Designing your logo should be led by questions and evaluated by predetermined branding goals.

I don’t personally try to give clients a bunch of different logo options and have them choose which one they like best. I don’t think it’s a good use of time and I don’t think it gets great results. From questionnaires to video chats, the design process should be led by the specific details about the business & the branding goals. The goal isn’t to make something that looks good fit into your brand, but to have your brand fitted for the best look which communicate your business.

1) Identify Your Business:

Your business is the product or service you offer. 
What products or services do you provide? Can you sum up your business in a way that makes sense to a stranger in one or two sentences? Sometimes you’ll notice your are too scattered and need to spend some time boiling it down, or you might have tunnel vision and miss the bigger picture of what space your of business really is. For example, one of my photography clients thought she was in the business of taking pictures when in fact her passion included cataloguing all the peripheral things happening in her subjects life. She would painstakingly want to know what their current hobbies, likes, dislikes, highlights and dreams were. Every client was different whether he was a 5 year old or college graduate. She niche wasn’t pictures, it was story telling the history of a person. With this focus in mind the branding and business strategy changed dramatically. Figure out what problem you are fixing. And, most importantly, why is that important? Once nailing down these answers you can move to discussing your brand.

2) Define Your Goals:

Your brand is your business’ reputation. It includes your mission statement & it’s how you do business.
What are you all about? How do you do business? Are you scheduled & professional? Are you chill & laid back? Fun? Modern? Traditional? What three words do you wish described your brand? Who is your target customer? If you find yourself stuck on defining these questions this is where a professional can help you talk through different scenarios and how you want to see your business grow in five years. With these clear objectives in mind, we can now talk about your visual identity.

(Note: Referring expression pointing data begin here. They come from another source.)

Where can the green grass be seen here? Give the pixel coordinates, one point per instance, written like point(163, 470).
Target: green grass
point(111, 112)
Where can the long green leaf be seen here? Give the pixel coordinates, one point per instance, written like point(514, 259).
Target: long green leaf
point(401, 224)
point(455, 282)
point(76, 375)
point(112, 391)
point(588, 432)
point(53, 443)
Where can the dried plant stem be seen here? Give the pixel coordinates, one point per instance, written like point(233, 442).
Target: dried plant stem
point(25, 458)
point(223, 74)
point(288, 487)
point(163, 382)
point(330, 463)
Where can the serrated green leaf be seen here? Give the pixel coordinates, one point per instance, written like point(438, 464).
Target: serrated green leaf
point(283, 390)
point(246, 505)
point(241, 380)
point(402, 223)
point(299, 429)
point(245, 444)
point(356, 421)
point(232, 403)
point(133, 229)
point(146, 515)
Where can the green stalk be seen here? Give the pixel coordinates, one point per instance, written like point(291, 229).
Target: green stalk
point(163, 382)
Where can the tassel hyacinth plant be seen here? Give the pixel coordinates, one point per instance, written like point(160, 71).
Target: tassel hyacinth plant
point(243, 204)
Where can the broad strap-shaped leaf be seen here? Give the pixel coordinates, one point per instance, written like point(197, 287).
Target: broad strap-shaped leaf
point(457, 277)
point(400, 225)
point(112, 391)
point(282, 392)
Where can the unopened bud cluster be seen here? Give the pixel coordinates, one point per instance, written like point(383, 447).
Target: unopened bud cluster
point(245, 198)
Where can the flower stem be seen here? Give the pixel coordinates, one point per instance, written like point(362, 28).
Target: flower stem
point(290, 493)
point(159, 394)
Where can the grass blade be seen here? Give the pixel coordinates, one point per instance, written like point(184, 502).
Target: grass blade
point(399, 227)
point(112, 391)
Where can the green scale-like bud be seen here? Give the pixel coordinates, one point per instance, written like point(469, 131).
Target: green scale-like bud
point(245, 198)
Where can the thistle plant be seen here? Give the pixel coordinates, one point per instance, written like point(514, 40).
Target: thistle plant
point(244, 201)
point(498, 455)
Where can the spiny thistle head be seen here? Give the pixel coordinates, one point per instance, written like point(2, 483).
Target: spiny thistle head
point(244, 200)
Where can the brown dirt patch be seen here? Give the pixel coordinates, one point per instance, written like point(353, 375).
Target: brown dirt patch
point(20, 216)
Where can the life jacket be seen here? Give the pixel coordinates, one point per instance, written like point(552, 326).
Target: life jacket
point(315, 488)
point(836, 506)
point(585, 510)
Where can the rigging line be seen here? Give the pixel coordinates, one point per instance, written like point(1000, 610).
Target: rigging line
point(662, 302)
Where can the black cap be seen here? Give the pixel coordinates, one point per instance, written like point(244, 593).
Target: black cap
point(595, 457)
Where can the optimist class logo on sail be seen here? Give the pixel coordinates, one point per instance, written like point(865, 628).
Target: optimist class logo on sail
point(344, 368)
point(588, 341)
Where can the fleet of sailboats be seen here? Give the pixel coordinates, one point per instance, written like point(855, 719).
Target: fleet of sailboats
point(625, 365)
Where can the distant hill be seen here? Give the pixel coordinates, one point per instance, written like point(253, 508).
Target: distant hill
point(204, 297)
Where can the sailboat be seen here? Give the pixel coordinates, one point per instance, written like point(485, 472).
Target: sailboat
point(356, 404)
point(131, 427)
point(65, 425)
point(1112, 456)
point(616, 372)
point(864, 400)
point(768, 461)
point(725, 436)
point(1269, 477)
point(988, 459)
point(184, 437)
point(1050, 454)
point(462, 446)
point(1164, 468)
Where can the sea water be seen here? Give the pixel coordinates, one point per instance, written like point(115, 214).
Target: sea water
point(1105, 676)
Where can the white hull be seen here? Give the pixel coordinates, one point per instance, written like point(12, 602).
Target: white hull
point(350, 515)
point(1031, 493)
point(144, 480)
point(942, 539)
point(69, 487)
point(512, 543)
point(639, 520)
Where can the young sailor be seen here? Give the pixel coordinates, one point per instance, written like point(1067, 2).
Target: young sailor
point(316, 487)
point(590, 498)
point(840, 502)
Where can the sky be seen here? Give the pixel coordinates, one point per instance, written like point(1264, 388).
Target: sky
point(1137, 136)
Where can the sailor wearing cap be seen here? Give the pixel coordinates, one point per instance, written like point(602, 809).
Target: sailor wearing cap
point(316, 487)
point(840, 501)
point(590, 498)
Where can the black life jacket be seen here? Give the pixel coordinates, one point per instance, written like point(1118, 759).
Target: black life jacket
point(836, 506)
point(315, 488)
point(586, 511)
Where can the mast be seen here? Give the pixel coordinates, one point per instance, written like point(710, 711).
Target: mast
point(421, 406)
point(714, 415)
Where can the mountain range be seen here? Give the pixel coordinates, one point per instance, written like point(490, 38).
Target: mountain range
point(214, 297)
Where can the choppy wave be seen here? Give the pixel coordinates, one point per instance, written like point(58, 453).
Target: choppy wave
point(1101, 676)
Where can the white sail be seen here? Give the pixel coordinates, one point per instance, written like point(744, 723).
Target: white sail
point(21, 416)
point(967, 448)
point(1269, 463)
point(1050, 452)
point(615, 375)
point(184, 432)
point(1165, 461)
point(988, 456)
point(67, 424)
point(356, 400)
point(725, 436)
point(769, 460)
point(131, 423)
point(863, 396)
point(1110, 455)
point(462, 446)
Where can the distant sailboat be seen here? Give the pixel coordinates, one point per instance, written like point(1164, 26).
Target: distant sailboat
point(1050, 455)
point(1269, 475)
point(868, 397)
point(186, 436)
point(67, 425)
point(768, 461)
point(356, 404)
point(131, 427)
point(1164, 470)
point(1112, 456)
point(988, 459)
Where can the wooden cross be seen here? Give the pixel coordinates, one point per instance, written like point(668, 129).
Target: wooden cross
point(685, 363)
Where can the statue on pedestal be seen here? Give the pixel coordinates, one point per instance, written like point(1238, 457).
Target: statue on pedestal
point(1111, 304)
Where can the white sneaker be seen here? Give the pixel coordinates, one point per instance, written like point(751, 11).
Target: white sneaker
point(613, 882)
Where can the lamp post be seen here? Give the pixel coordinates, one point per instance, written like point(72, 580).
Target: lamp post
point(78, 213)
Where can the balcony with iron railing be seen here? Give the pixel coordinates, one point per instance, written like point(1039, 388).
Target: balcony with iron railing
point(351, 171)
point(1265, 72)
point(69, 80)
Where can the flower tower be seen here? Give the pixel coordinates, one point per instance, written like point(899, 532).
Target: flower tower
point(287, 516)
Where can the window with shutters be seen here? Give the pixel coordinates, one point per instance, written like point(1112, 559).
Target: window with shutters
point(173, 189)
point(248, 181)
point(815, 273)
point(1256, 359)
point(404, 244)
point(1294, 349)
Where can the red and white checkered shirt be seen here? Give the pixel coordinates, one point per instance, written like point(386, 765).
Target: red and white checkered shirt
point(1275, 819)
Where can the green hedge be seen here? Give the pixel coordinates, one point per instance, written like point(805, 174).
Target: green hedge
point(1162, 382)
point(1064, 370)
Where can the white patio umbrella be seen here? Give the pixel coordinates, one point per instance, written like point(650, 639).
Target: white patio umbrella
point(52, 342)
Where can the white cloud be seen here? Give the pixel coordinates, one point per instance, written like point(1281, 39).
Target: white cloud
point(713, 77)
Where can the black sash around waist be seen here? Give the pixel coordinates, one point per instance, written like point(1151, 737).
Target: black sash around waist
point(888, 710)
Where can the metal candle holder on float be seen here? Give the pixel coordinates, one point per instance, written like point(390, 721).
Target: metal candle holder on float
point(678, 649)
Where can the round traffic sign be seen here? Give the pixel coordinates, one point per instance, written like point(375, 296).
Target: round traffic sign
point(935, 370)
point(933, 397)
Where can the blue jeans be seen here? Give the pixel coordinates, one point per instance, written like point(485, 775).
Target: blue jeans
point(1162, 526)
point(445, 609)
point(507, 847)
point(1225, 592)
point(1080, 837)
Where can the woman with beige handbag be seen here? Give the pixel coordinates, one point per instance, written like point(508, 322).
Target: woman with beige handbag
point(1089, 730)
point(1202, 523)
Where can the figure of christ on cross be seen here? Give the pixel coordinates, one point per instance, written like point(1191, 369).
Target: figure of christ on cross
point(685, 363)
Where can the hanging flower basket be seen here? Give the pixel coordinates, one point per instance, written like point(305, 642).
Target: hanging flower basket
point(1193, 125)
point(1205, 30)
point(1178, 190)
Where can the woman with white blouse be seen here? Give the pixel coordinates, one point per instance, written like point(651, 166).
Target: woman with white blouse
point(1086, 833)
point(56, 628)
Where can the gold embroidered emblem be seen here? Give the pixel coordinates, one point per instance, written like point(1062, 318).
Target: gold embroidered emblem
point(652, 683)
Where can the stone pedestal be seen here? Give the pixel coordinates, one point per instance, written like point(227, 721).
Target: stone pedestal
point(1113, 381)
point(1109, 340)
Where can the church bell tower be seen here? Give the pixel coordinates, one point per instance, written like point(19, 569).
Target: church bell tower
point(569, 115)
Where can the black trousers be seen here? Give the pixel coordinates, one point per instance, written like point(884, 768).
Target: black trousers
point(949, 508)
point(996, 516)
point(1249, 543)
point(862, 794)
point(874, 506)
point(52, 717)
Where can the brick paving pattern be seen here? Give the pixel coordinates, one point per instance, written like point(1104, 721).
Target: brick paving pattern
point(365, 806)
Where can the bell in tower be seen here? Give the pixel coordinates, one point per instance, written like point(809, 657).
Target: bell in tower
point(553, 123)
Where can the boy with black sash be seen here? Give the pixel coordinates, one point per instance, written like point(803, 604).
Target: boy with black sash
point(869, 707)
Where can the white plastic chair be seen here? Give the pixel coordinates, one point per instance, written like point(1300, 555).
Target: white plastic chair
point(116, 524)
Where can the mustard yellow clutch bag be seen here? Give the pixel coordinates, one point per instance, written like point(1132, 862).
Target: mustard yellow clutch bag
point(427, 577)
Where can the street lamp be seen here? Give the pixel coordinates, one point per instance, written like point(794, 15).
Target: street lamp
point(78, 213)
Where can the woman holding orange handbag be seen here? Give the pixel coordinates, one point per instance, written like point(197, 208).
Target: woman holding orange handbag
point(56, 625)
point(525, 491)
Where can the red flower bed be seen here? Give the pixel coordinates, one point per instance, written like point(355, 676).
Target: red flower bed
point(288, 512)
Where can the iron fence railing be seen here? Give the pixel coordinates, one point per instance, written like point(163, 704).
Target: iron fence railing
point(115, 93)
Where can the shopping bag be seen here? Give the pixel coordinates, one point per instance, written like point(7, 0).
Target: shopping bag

3) Develop Your Visual Identity:

Your brand’s visual identity is the logo, fonts, colors, photography, etc.
“Do you like the logo?” This is not the best question to be asking when considering your business’ visual identity. Instead, go back to your business & branding goals. Does this clearly communicate your business? Does it communicate your brand? If you are aiming for a fun, laid back brand, you probably don’t want to go with rigid shapes, a serif font, and a monochromatic color palette. There are great looking brand which incorporate these things but it’s not a question of whether it looks good, or whether it can communicate your brand, but whether it’s the best design for communicating your specific brand. 

Try asking friends and family what three words the logo communicates and measure those against your branding goals? Would hand lettering enhance the brand or would typography? What fonts communicate the overall style? Should there be an image mark with the logo or just text? Would your brand be best accented by warm colors, cool colors, pastels or something bold & vibrant? These are the sorts of questions a good designer will navigate through as they develop your brand’s visual identity. 

They say art is subjective, just remember its subjective to the predetermined goals you have on your brand.